Prexasertib + samotolisib was first evaluated in triple-negative breast cancer (TNBC) cells, MDA-MB-231 orthotopic xenograft tumors, and TNBC patient-derived xenograft (PDX) mouse models. In the phase Ib trial, following dose escalation, the initial expansion arm (E1, solid tumors) explored prexasertib 105 mg/m
intravenously every 14 days + samotolisib 200 mg orally twice daily. Subsequent expansion arms evaluated samotolisib 150 mg twice daily in patients carrying
mutations (E2, solid tumors) or with TNBC (E3). Safety and antitumor activity were assessed.

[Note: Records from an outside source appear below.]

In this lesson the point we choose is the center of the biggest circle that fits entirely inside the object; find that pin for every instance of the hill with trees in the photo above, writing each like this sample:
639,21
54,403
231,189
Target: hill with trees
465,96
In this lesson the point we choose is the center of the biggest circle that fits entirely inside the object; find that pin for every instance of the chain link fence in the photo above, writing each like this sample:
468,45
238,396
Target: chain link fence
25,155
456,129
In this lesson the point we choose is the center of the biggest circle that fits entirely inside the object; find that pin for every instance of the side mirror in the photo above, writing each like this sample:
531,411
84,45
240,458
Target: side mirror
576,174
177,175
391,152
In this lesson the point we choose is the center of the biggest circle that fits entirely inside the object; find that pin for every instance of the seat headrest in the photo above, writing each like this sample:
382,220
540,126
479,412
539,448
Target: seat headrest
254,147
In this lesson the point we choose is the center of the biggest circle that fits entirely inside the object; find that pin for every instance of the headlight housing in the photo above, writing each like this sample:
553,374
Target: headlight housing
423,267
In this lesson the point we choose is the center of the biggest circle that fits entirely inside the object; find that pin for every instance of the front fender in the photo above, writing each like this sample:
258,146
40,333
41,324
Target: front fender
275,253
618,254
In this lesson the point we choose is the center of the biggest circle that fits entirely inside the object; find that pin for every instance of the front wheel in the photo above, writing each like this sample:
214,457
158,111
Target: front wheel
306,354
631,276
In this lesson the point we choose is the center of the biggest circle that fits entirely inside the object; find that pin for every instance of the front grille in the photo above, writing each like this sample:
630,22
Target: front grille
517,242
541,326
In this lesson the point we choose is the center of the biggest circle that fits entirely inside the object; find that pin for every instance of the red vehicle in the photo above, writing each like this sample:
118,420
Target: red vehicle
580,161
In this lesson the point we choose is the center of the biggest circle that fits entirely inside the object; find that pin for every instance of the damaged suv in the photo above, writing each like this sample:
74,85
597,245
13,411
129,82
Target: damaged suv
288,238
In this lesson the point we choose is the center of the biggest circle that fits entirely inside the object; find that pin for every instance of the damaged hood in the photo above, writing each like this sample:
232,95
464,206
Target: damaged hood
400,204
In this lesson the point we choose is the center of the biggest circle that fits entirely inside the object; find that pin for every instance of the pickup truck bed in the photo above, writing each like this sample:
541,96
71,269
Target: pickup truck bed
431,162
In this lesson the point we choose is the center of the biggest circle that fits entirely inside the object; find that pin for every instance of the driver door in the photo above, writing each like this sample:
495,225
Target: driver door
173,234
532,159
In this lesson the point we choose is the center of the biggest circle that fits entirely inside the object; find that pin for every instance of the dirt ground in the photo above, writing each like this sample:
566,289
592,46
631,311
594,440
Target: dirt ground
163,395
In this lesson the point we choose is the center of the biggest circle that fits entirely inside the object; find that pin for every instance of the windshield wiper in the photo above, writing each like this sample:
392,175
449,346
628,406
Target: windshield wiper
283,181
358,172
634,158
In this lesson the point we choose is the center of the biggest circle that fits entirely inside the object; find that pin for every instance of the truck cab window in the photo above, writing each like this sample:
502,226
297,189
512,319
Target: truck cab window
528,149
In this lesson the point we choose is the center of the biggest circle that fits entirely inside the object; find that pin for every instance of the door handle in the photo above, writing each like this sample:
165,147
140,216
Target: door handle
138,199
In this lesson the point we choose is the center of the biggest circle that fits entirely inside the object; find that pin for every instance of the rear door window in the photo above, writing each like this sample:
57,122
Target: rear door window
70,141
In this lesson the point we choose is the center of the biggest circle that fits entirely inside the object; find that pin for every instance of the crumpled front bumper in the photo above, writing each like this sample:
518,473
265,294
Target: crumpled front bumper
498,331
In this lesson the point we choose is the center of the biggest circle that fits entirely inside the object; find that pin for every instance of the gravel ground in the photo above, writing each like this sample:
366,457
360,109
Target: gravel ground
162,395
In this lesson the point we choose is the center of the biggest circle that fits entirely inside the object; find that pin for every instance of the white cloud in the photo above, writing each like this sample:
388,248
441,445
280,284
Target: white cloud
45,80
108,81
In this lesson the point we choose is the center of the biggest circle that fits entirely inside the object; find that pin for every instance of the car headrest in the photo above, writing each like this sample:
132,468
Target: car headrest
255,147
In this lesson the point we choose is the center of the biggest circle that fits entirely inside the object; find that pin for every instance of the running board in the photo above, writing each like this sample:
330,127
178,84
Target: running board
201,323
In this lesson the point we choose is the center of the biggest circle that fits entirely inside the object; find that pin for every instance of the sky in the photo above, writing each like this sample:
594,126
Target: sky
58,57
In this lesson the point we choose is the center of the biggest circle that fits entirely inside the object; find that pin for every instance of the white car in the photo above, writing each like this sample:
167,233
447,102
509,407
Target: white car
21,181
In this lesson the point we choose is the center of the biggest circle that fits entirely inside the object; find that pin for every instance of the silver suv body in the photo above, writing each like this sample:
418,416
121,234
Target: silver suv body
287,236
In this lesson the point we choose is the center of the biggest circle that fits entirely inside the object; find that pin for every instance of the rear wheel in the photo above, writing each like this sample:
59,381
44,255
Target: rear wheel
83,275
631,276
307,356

Prexasertib + samotolisib inhibited cell proliferation in TNBC lines and primary tumor growth in the MDA-MB-231 model. Divarasib clinical trial Prexasertib + samotolisib exhibited synergistic or additive effects in 30 of 38 PDX singitumor activity in preclinical models and preliminary efficacy in heavily pretreated patients. The clinical combination was associated with toxicity, suggesting supportive measures may be required. However, these data may inform future trials using other CHK1 and PI3K pathway inhibitors.Antibodies are a potential therapy for severe acute respiratory syndrome coronavirus 2 (SARS-CoV-2), but the risk of the virus evolving to escape them remains unclear. Here we map how all mutations to the receptor binding domain (RBD) of SARS-CoV-2 affect binding by the antibodies in the REGN-COV2 cocktail and the antibody LY-CoV016. These complete maps uncover a single amino acid mutation that fully escapes the REGN-COV2 cocktail, which consists of two antibodies, REGN10933 and REGN10987, targeting distinct structural epitopes. The maps also identify viral mutations that are selected in a persistently infected patient treated with REGN-COV2 and during in vitro viral escape selections. Finally, the maps reveal that mutations escaping the individual antibodies are already present in circulating SARS-CoV-2 strains. These complete escape maps enable interpretation of the consequences of mutations observed during viral surveillance.The recurrent zoonotic spillover of coronaviruses (CoVs) into the human population underscores the need for broadly active countermeasures. We employed a directed evolution approach to engineer three severe acute respiratory syndrome coronavirus 2 (SARS-CoV-2) antibodies for enhanced neutralization breadth and potency. One of the affinity-matured variants, ADG-2, displays strong binding activity to a large panel of sarbecovirus receptor binding domains and neutralizes representative epidemic sarbecoviruses with high potency. Structural and biochemical studies demonstrate that ADG-2 employs a distinct angle of approach to recognize a highly conserved epitope that overlaps the receptor binding site. In immunocompetent mouse models of SARS and COVID-19, prophylactic administration of ADG-2 provided complete protection against respiratory burden, viral replication in the lungs, and lung pathology. Altogether, ADG-2 represents a promising broad-spectrum therapeutic candidate against clade 1 sarbecoviruses.